Posted by: Jordan | November 30, 2007 6:53 PM
Abortion traumatizes women and kills a life. In no way does aborting a chid make things easier or better for the woman making that decision. The decision alone is one no woman should ever have to make. With that said, a Christian's reaction on the issue of abortion should be one of compassion and passionate love for those involved in the situations. We should always react. It's two lives dying. The mother and the child. Reaction is good. Am I missing something here? Why is it bad to say pro-life across the board?
Posted by: Lindsey | December 6, 2007 11:45 AM
Boy, Jessica, I can see where you are coming from. I have a Christian friend who said she wouldn't mind if abortion was made legal (giving women the choice). At first I wanted to lash out because I have always considered myself pro-life, but then I thought to myself; "Wouldn't it be better to give people the choice? How is this any different than passing a law saying people can't lie, gossip, or any number of sins?"
I say all this to say that I, like you, am unsure of where my loyalties lie in the political arena as far as abortion goes but I, like you, have decided showing love to the loveless is the best way to go.
Enjoyed reading this, thanks.
Posted by: Wyatt Petzoldt | December 7, 2007 5:53 AM
Wyatt,
In response to your question wondering, "Wouldn't it be better to give people the choice? How is that any different than passing a law saying people can't lie, gossip or any number of sins?" It's different because lying and gossip don't involve terminating a human beings life, abortion does. We're talking about a life here, not water cooler talk.

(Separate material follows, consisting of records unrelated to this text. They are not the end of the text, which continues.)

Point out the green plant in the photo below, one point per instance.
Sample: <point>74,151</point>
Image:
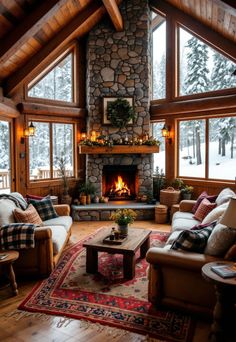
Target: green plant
<point>87,188</point>
<point>120,112</point>
<point>123,216</point>
<point>159,182</point>
<point>178,183</point>
<point>187,189</point>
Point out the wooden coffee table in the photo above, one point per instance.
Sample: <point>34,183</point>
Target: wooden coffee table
<point>137,238</point>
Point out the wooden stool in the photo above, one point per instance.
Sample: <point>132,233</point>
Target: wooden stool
<point>161,212</point>
<point>7,262</point>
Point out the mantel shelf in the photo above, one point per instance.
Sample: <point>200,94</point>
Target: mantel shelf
<point>118,149</point>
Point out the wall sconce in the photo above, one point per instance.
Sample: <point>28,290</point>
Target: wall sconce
<point>28,132</point>
<point>165,132</point>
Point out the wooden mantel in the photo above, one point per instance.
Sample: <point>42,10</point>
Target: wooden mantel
<point>118,149</point>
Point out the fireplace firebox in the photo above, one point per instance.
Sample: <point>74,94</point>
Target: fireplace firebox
<point>119,182</point>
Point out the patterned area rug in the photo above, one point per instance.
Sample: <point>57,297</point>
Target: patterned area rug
<point>106,297</point>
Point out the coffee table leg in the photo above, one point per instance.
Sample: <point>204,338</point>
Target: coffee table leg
<point>129,266</point>
<point>144,248</point>
<point>91,260</point>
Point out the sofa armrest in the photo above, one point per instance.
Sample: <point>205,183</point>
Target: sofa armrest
<point>186,205</point>
<point>178,259</point>
<point>62,209</point>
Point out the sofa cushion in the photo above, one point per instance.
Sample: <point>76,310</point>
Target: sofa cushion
<point>183,221</point>
<point>30,215</point>
<point>6,211</point>
<point>65,221</point>
<point>204,208</point>
<point>224,196</point>
<point>59,236</point>
<point>204,194</point>
<point>45,208</point>
<point>215,214</point>
<point>193,240</point>
<point>221,239</point>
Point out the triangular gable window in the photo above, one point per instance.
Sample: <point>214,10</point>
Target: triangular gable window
<point>201,68</point>
<point>57,84</point>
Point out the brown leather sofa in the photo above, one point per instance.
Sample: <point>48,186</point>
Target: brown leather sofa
<point>175,278</point>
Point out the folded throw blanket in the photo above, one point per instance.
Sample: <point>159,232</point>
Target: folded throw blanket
<point>17,236</point>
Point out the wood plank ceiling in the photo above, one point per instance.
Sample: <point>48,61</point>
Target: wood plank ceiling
<point>28,26</point>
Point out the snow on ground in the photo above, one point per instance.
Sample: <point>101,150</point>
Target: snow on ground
<point>219,167</point>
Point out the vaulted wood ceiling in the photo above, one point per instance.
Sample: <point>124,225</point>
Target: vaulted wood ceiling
<point>36,28</point>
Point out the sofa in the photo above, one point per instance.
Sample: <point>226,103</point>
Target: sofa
<point>175,278</point>
<point>49,239</point>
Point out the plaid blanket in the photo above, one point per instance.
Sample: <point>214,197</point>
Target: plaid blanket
<point>17,236</point>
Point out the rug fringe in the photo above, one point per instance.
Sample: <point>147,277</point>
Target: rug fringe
<point>64,322</point>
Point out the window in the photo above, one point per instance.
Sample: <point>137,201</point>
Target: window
<point>202,69</point>
<point>212,159</point>
<point>51,142</point>
<point>159,158</point>
<point>57,84</point>
<point>5,160</point>
<point>158,56</point>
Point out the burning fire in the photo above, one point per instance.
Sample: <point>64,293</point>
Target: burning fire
<point>120,188</point>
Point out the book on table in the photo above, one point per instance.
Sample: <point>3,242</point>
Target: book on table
<point>225,271</point>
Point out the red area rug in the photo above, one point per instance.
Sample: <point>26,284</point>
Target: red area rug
<point>106,297</point>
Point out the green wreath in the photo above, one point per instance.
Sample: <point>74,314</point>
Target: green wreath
<point>120,112</point>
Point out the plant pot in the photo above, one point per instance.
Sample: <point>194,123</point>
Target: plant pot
<point>88,199</point>
<point>187,196</point>
<point>123,230</point>
<point>83,199</point>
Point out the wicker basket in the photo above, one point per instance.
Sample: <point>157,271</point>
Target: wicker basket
<point>169,196</point>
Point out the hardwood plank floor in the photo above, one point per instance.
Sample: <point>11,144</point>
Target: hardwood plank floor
<point>42,328</point>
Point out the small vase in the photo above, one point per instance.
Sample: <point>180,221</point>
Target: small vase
<point>123,230</point>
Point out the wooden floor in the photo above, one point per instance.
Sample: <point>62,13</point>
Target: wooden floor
<point>47,328</point>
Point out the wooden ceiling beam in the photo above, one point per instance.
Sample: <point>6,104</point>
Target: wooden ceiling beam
<point>28,27</point>
<point>78,27</point>
<point>205,33</point>
<point>114,13</point>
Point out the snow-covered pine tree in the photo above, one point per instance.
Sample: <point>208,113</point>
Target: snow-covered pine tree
<point>196,80</point>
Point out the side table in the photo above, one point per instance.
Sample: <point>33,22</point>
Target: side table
<point>7,263</point>
<point>223,327</point>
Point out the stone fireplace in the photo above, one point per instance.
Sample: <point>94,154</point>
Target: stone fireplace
<point>135,166</point>
<point>118,65</point>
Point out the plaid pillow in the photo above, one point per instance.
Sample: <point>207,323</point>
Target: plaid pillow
<point>30,215</point>
<point>203,195</point>
<point>17,236</point>
<point>193,240</point>
<point>204,208</point>
<point>44,208</point>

Posted by: Julie | December 7, 2007 9:15 PM
Unfortunately I was pro-choice the year (1973) that abortion did become legal...Not yet a Christian, (that happened when I was 24, though I was raised going to church)...I didn't have any counseling on the subject, so my 34 year old unborn child is not here to offer his or her opinion on the subject. Fortunately God's Grace did enter my life and I have a wonderful 21 year old daughter that is on the Mission Field...In the end, we can discuss our opinions till the cows come home, but really what matters is God's viewpt. on the whole matter...I personally agree with the people that are pro-action (i.e. somehow helping to ease the burden of those that do choose not to have an abortion by helping them deal with the reality of child-raising or giving up their child for someone else to raise). I agree with helping counsel women (and the fathers of the child also) who are considering abortion to help them see the big picture of their choice...Trying to make someone ashamed of their choice either way will not solve the problem...

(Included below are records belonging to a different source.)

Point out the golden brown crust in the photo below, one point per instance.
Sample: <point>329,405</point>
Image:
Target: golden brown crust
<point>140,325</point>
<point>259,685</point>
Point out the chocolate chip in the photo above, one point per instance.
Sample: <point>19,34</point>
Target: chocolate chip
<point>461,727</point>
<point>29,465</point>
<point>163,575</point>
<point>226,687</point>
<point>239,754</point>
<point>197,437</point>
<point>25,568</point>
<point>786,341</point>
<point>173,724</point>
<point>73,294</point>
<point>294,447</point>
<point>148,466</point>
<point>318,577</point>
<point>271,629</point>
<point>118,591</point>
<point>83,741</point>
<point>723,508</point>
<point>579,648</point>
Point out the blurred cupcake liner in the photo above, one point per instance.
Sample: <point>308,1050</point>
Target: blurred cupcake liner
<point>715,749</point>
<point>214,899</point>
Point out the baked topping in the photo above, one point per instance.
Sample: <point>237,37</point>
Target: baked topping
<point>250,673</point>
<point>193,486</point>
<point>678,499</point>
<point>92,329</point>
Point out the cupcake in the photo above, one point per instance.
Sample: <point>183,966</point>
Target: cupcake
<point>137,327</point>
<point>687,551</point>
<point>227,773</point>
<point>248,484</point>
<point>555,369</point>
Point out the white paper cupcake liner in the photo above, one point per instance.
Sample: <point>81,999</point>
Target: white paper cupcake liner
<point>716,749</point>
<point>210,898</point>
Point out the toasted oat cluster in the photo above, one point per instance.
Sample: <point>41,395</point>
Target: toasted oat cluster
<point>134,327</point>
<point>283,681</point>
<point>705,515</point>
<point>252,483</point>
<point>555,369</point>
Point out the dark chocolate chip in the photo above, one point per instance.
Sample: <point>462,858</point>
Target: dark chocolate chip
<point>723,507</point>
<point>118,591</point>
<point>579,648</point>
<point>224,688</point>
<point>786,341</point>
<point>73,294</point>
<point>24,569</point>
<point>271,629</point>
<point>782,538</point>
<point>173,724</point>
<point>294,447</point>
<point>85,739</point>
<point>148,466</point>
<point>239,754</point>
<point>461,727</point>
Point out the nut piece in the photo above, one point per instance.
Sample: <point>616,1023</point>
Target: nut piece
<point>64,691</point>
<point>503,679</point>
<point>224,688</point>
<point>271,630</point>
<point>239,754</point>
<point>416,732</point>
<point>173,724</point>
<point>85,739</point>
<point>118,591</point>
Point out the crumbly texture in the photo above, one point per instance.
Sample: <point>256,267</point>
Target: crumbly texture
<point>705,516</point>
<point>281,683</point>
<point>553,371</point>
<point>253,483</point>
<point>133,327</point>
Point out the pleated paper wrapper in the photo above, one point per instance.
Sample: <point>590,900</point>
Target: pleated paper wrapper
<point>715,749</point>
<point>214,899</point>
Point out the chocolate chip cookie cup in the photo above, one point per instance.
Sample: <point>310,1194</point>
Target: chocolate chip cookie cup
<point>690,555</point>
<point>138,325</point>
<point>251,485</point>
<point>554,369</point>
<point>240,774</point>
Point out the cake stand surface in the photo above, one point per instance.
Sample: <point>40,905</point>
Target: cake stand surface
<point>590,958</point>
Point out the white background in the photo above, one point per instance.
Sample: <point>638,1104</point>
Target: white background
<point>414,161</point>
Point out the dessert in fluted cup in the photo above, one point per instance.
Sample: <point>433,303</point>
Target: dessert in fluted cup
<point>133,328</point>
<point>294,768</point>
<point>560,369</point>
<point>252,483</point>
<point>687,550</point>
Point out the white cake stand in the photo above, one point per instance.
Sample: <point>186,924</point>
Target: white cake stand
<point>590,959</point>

Posted by: CJ | December 8, 2007 5:06 PM
My son sent me this link to hear the discussion, because I volunteer in a pregnancy center. For years I've heard the arguments on both sides, and I had an opinion, but I never DID anything about what I said I believed. What I have learned the past 18 months is my parameters have been too narrow -- it's not enough to simply be AGAINST abortion, we are to be FOR life. For every unborn baby, there is a mother, a father, extended family... real lives, grappling with circumstances and emotions and choices no one ever really wants to experience. If we "save" a baby's life but don't show compassion to these hurting people, what have we really accomplished? If we don't show compassion to those who have already made the choice to abort, how have we helped them? If those who have already chosen abortion are in our churches -- and they are -- and only hear about the "evils of abortion" but not about the grace to be forgiven, healed and set free, how will they ever feel safe enough to ask for help there? Life is on both sides of the womb. Sometimes "saving" a life means a decision is made to carry a child, but very often it means reaching out in compassion to people during a crisis and helping them change their direction and change their own lives -- regardless of whether they carry their child or not. Sometimes we have to accept that God is ultimately the judge of them and us, and be content with offering a listening ear, wisdom, resources, and emotional support and, when given the chance, pointing them to the Lord who truly "saves" lives... because those are the things God calls and qualifies us to do.